Deech Kirk: The Center for Youth Ministry Training (CYMT) equips both youth ministers and communities of faith, including partner churches as well as nonprofit ministries and sometimes camp or campus ministries, to develop effective and theologically informed youth ministries. We do that through three methods.
First, we have a graduate residency in youth ministry. We recruit folks, both nationally and internationally, who feel vocationally called to children’s or youth ministry and place them in a residency at a local congregation where they serve for three years while also completing their Master of Arts in Youth Ministry degree through our partnership with Austin Seminary. Our goal with each resident is to surround them with everything they need to grow into whom God has called them to be, including pairing them with a veteran minister who guides them as their coach.
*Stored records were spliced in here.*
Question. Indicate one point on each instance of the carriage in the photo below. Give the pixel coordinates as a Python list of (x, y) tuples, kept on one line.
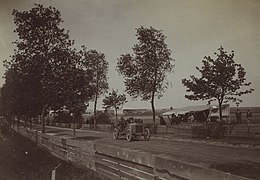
[(131, 128)]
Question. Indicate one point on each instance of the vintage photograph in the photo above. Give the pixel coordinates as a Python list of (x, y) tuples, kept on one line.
[(129, 89)]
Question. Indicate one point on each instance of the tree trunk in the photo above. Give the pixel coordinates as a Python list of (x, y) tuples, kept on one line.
[(42, 118), (220, 110), (30, 122), (25, 123), (116, 114), (74, 126), (153, 109), (95, 112)]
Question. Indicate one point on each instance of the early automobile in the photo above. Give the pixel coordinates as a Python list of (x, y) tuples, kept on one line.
[(131, 128)]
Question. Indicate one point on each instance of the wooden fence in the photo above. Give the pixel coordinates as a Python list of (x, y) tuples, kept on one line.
[(120, 163)]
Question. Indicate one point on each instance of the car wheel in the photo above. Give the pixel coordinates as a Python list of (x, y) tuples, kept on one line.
[(115, 133), (128, 135), (147, 134)]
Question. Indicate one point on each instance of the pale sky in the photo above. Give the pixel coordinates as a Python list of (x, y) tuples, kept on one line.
[(194, 29)]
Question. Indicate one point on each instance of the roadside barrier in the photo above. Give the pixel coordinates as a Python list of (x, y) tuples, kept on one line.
[(121, 163)]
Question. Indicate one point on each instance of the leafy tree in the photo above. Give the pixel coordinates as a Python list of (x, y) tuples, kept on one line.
[(145, 71), (114, 100), (46, 61), (96, 62), (221, 79)]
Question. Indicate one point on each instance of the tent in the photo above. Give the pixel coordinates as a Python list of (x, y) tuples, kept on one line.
[(201, 112), (188, 109)]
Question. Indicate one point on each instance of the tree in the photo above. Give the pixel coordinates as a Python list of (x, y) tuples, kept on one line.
[(114, 100), (145, 72), (221, 80), (96, 62), (47, 62)]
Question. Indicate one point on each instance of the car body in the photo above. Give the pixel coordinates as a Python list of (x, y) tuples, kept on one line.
[(131, 128)]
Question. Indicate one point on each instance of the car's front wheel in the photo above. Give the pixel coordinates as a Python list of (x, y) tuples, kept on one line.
[(129, 135), (147, 134), (115, 133)]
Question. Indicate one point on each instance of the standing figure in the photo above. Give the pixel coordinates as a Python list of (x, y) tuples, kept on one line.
[(248, 116), (238, 116)]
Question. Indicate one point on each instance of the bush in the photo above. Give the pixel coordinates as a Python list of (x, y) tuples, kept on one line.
[(199, 130)]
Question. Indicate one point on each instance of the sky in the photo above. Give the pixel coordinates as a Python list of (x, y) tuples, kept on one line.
[(194, 29)]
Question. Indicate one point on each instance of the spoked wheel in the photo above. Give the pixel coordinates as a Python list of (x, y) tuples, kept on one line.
[(147, 134), (128, 135), (115, 133)]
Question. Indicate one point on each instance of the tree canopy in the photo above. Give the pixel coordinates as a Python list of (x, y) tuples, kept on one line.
[(145, 71), (222, 79), (45, 69)]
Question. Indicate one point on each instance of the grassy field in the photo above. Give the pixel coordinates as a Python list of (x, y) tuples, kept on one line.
[(20, 159)]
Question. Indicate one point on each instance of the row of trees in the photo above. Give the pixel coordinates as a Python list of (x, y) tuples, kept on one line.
[(47, 72)]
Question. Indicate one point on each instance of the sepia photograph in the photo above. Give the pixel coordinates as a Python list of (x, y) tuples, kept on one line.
[(129, 89)]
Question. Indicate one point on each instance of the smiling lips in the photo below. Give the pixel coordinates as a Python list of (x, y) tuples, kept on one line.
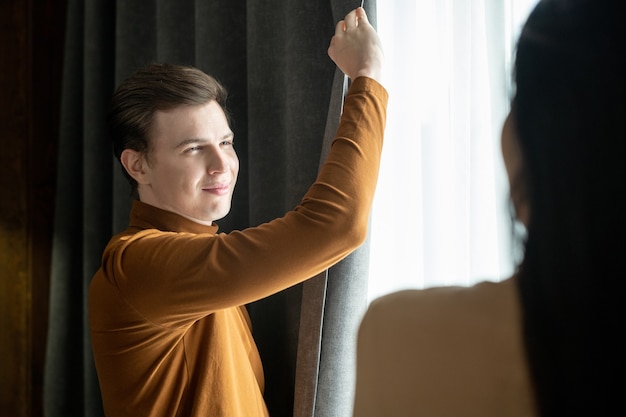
[(217, 189)]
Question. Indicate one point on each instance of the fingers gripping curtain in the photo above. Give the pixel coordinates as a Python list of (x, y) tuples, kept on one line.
[(272, 58)]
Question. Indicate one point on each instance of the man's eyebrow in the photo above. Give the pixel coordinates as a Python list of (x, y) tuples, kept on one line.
[(190, 141)]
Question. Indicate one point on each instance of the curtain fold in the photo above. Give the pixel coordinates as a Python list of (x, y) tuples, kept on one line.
[(271, 56)]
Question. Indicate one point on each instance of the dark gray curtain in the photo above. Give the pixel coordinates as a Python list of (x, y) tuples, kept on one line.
[(285, 97)]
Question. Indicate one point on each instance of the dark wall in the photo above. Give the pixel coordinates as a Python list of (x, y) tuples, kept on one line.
[(31, 55)]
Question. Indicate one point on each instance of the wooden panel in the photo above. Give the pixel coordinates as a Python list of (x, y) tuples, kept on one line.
[(30, 72), (14, 245)]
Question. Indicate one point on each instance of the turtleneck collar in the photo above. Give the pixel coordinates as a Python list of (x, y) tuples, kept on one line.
[(145, 216)]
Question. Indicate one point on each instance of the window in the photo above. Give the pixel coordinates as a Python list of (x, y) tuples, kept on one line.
[(441, 213)]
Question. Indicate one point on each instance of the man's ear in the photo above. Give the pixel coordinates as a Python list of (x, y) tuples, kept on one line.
[(134, 163)]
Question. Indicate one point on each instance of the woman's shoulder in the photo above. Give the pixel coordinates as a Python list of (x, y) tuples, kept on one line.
[(453, 304), (444, 351)]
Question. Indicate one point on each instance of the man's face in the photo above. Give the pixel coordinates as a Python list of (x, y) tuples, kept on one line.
[(192, 166)]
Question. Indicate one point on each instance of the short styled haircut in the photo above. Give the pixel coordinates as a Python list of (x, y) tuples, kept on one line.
[(157, 86)]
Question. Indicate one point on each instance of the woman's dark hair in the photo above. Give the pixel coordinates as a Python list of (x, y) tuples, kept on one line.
[(570, 118), (154, 87)]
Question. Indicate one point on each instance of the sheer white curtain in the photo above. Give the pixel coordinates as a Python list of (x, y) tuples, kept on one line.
[(440, 214)]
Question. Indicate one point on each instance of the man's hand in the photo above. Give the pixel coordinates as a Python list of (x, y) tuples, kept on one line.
[(356, 47)]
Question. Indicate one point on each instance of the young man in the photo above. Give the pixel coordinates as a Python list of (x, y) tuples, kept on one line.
[(170, 332)]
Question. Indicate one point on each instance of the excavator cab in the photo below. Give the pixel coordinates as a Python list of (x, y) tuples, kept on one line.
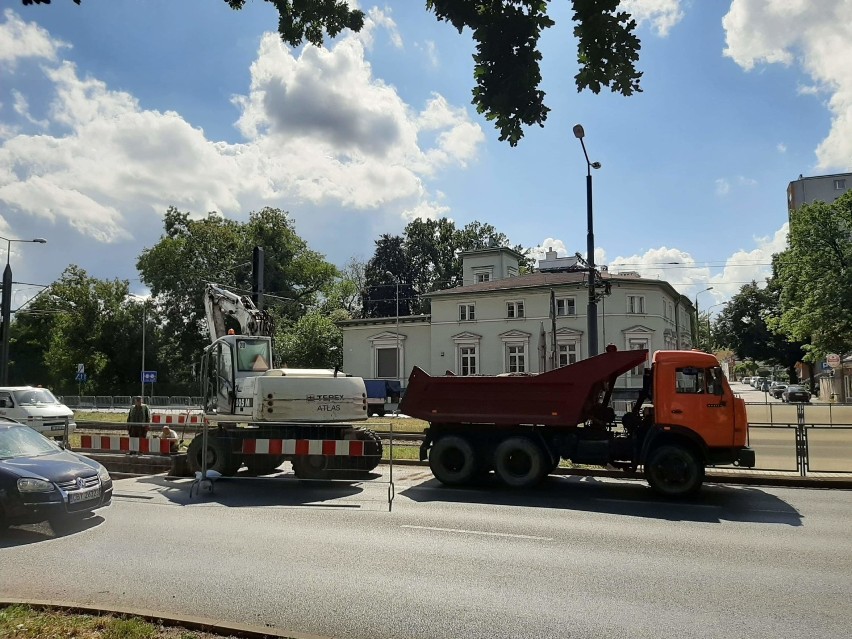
[(225, 363)]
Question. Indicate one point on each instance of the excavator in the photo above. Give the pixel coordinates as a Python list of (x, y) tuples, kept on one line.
[(261, 416)]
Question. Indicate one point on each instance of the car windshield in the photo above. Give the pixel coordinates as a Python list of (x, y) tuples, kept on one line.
[(34, 396), (22, 441)]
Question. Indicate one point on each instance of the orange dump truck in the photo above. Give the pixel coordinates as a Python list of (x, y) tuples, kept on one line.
[(684, 418)]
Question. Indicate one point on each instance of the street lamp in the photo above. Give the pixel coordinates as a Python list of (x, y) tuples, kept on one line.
[(709, 344), (592, 311), (144, 325), (697, 323), (398, 357), (7, 307)]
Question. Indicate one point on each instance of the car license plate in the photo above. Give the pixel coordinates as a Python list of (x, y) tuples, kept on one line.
[(85, 495)]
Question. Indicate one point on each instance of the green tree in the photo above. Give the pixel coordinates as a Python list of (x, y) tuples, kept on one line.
[(313, 341), (814, 277), (745, 326), (193, 252), (506, 65), (81, 319)]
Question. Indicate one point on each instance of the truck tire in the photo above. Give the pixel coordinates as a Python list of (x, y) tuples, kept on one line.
[(263, 464), (674, 471), (520, 463), (311, 467), (453, 461), (219, 456)]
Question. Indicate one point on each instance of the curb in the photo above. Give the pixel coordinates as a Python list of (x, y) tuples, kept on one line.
[(200, 624)]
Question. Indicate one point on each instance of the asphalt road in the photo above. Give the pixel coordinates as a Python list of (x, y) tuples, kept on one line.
[(580, 557)]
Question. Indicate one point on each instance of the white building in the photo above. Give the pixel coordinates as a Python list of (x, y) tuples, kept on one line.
[(501, 322)]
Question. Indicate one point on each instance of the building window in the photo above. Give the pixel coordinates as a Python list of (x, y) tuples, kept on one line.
[(467, 313), (636, 304), (467, 360), (636, 344), (386, 363), (566, 306), (567, 353), (517, 358)]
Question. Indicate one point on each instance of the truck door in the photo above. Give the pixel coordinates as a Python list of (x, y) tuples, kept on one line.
[(702, 404)]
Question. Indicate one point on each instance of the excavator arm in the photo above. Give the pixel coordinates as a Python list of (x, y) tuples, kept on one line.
[(220, 303)]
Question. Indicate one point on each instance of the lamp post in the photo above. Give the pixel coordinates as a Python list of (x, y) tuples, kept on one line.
[(144, 326), (7, 307), (398, 357), (709, 344), (697, 322), (592, 311)]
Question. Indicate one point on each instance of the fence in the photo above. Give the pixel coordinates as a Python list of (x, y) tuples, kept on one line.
[(103, 402)]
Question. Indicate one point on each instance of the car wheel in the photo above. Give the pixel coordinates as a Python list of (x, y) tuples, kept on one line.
[(520, 463), (453, 461), (674, 471)]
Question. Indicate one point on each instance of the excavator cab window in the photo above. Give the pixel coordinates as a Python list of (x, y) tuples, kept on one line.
[(253, 355)]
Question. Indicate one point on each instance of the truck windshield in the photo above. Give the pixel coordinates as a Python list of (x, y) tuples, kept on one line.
[(253, 355), (34, 397)]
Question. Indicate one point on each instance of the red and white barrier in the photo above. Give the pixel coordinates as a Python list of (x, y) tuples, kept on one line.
[(105, 443), (172, 418), (325, 447)]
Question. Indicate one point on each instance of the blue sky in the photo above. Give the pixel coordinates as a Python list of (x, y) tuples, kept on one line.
[(113, 110)]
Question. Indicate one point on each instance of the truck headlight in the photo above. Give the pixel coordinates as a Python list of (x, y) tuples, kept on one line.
[(103, 473), (32, 485)]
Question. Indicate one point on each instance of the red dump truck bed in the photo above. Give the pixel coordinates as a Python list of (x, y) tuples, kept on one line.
[(562, 397)]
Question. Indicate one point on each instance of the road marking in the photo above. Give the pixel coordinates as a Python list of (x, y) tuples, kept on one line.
[(637, 502), (478, 532)]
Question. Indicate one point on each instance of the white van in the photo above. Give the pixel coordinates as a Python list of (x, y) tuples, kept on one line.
[(37, 408)]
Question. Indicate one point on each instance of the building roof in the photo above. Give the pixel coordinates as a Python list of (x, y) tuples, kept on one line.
[(548, 279)]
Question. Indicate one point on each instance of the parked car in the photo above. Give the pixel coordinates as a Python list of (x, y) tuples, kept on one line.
[(776, 389), (40, 481), (38, 408), (794, 393)]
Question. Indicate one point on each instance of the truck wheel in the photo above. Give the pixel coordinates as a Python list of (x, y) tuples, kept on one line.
[(520, 463), (311, 467), (219, 456), (453, 461), (263, 464), (674, 471)]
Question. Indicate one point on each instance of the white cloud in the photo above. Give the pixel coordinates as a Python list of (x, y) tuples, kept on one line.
[(662, 14), (320, 129), (19, 39), (814, 35), (430, 50)]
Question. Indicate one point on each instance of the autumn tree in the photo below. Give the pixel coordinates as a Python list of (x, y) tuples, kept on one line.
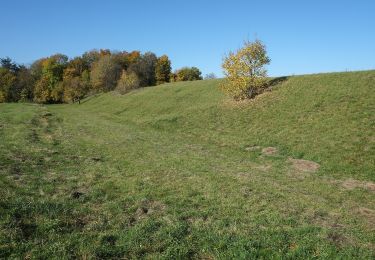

Second, we have the Innovation Lab which works with congregations across the country to help them reimagine what it looks like to do ministry within their context and within the changing social context of our country and world right now. Finally, we have an initiative called Theology Together where we are looking at how to use disruption or disorientation to create space for today’s young people to engage in theological reflection. We’re really excited about that work. And this fall we have some new curricular resources coming out that will help young people dive deeply into their questions and doubts.
Ann Michel: Could you name some of the common challenges churches are facing when it comes to youth ministry today?
Deech Kirk: One longstanding challenge is that some older adults have a fear factor when it comes to engaging with teenagers. I’m not sure that we know all the reasons or where that comes from. But a lot of it comes out of our own personal adolescent fears. Many churches just put the youth “over there.” They find an individual or a few people who can relate to them and let them do their thing. So, there’s often a challenge of integration, a generational challenge. This siloing of youth ministry has existed since the sixties or seventies when many churches imitated parachurch ministries for youth. And that approach has carried forward all the way to today.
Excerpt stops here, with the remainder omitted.